Equality politics a fallacy
What happened to being a woman, biology and all? In ALEXIS STUART’S experience, it is women’s difference that has the potential power to civilise men.
I was the feminist poster child. How could I be anything else? I had been indoctrinated for years. I had been taught it all, from French existentialist Simone de Beauvoir to Victoria University feminist economist Prue Hyman.
I remember indoctrinating my own pupils under the guiding hand of my lecturer at teachers’ college. She smiled approvingly as I brainwashed wide-eyed 15-year-olds about the hegemonic patriarchy.
Initially, I knew nothing of the undercurrent of sexual politics and the new doctrine that gender was a mere theatrical performance. By the time I was 20, the message was that women had to be liberated from their biology. By 25, the heart of equality politics was the need to destabilise the categories of male and female. Now some government forms have an indeterminate option after the male/female box.
The more I think about it, the more I dislike equality politics. It may have fermented in the Women’s Socialist Action League in the early 1970s, but it now permeates every political party from the Left to the Right.
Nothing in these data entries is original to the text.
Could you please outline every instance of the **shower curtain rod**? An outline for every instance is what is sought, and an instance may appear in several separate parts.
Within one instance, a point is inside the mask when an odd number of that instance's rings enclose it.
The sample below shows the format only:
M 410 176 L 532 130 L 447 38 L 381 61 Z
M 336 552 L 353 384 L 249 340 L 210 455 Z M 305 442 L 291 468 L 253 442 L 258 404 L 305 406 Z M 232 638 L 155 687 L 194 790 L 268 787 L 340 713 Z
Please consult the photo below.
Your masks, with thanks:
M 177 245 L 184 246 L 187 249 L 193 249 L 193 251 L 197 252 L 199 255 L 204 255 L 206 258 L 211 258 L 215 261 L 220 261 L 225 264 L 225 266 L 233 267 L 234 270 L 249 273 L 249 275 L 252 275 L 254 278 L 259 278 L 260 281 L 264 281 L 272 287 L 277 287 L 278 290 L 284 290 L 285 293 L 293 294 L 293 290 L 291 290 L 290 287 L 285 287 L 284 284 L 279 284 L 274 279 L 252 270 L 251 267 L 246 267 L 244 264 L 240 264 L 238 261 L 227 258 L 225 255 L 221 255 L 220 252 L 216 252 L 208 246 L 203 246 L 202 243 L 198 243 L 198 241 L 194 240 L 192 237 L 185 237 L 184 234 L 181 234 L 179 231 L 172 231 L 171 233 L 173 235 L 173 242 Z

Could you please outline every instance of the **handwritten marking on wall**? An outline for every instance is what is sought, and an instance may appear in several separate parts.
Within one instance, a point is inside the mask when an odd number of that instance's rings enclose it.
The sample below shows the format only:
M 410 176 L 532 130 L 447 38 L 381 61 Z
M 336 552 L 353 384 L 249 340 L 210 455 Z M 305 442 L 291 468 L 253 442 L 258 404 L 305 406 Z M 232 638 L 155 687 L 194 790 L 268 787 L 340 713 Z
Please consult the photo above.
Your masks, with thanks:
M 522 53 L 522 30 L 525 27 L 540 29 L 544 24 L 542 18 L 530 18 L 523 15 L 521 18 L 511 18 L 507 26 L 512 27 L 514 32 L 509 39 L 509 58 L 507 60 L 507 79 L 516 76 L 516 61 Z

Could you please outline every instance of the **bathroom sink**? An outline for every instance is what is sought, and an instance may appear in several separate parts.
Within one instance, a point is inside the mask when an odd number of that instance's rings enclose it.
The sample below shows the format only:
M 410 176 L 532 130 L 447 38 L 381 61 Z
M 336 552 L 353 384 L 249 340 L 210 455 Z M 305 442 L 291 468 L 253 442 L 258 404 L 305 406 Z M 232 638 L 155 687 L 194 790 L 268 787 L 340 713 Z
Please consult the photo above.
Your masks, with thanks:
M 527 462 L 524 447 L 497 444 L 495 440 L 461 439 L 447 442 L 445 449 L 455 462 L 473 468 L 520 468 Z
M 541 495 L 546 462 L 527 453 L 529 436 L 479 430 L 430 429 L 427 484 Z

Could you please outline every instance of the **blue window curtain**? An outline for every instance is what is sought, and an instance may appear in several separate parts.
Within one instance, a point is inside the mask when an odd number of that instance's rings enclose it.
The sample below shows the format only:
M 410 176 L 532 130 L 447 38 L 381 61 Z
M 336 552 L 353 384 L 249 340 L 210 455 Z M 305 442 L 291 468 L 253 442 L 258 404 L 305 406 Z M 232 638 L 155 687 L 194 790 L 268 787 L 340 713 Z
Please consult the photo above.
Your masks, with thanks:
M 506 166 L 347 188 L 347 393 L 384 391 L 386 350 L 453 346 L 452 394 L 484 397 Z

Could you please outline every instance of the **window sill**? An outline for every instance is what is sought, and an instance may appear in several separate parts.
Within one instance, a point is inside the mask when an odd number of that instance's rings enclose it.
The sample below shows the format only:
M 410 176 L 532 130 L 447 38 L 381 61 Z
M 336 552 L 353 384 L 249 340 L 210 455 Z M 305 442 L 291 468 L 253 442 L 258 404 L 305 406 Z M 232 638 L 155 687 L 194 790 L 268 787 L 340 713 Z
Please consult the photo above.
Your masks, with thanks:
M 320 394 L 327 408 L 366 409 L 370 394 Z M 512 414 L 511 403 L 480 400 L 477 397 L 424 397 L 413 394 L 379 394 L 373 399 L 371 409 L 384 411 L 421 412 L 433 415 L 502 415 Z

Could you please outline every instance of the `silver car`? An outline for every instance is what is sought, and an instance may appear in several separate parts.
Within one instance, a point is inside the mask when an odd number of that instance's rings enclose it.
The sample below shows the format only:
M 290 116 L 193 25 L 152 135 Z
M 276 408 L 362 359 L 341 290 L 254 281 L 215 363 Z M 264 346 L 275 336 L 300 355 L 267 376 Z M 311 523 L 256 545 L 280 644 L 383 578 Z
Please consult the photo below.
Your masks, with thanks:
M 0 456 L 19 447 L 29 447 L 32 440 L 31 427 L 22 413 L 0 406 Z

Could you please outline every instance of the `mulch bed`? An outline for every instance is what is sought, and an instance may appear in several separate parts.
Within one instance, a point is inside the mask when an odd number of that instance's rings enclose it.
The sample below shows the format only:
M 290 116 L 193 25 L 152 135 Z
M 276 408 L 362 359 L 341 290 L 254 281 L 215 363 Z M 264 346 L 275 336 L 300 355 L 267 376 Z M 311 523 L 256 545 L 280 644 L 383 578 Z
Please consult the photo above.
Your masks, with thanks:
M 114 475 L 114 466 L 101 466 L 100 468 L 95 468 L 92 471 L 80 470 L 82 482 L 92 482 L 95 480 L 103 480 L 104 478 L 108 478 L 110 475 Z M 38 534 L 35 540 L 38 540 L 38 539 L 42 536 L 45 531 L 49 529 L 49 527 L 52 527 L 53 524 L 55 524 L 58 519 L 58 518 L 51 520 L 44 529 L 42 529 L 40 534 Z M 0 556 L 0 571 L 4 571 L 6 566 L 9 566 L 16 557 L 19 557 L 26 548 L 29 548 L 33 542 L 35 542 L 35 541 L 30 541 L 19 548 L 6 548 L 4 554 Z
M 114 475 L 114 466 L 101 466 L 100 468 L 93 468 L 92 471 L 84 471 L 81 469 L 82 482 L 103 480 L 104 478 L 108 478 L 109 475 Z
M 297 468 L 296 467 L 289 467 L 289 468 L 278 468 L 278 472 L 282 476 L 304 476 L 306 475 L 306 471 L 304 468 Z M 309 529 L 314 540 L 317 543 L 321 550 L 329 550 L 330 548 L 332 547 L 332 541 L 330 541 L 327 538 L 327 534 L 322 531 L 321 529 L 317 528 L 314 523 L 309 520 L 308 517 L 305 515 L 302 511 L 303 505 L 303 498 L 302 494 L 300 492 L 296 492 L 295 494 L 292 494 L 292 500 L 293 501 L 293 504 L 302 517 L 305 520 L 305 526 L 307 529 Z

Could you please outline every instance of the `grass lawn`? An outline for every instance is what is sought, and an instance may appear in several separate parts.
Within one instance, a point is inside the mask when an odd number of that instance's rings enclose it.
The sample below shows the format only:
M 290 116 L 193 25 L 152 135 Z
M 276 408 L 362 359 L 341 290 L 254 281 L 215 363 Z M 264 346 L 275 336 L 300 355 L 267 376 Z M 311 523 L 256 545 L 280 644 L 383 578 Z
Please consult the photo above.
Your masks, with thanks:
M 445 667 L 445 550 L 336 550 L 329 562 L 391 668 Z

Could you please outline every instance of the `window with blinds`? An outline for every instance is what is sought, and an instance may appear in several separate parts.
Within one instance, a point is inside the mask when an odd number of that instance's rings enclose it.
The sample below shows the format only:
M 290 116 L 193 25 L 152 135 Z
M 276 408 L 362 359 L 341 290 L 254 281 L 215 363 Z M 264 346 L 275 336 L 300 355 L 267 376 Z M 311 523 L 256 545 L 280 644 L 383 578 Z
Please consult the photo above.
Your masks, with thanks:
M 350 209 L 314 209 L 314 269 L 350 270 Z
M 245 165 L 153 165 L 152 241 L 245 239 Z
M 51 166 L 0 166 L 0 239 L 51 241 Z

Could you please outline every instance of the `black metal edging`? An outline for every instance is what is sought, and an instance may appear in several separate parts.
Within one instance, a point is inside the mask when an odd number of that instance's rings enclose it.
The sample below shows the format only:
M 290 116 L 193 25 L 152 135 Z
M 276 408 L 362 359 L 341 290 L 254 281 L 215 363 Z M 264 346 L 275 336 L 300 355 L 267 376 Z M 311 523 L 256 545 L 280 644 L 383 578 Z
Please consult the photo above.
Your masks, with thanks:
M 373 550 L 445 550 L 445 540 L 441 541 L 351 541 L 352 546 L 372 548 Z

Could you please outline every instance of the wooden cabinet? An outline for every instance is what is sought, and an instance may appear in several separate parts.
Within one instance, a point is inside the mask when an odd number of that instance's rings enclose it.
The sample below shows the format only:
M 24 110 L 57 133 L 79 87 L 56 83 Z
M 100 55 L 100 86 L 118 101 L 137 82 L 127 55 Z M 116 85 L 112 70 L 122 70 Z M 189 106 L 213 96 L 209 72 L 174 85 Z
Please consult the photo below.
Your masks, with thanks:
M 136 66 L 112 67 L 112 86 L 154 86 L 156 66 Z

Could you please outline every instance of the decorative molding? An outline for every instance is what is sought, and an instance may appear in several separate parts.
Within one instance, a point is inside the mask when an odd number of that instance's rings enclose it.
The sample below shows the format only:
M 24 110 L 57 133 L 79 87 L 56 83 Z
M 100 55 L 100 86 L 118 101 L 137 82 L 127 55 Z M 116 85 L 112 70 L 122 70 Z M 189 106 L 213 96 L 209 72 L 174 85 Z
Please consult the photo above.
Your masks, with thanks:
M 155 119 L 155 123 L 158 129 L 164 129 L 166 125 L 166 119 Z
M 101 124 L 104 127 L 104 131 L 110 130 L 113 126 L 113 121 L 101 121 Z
Recent media coverage has fingered the obvious personalities involved in the Women’s Socialist Action League. The fact that many of New Zealand’s high-profile women were involved is not evidence of any conspiracy. They just took part in a major cultural shift that is sweeping us all away.
I’ve been called a radical. Perhaps I am. But it wasn’t so long ago that the aspiration of the Socialist Action League was considered radical. Now their action plan from 1974 is mainstream.
The feminists of 1974 planned to rid New Zealand of marriage, female child-rearing and domesticity. They argued that women would never be free without a social revolution against the family.
Capitalism, they argued, depends on the oppressive patriarchal family. It must be replaced with state childcare and sexual freedom.
Children should no longer belong to their parents but should be the responsibility of the Government. Prostitution had to be legalised, the Government had to supply unrestricted abortion, and women had to be financially independent from men.
It is hardly surprising that some younger women feel short-changed by the older radicals who are now our bosses, headmistresses and Prime Minister.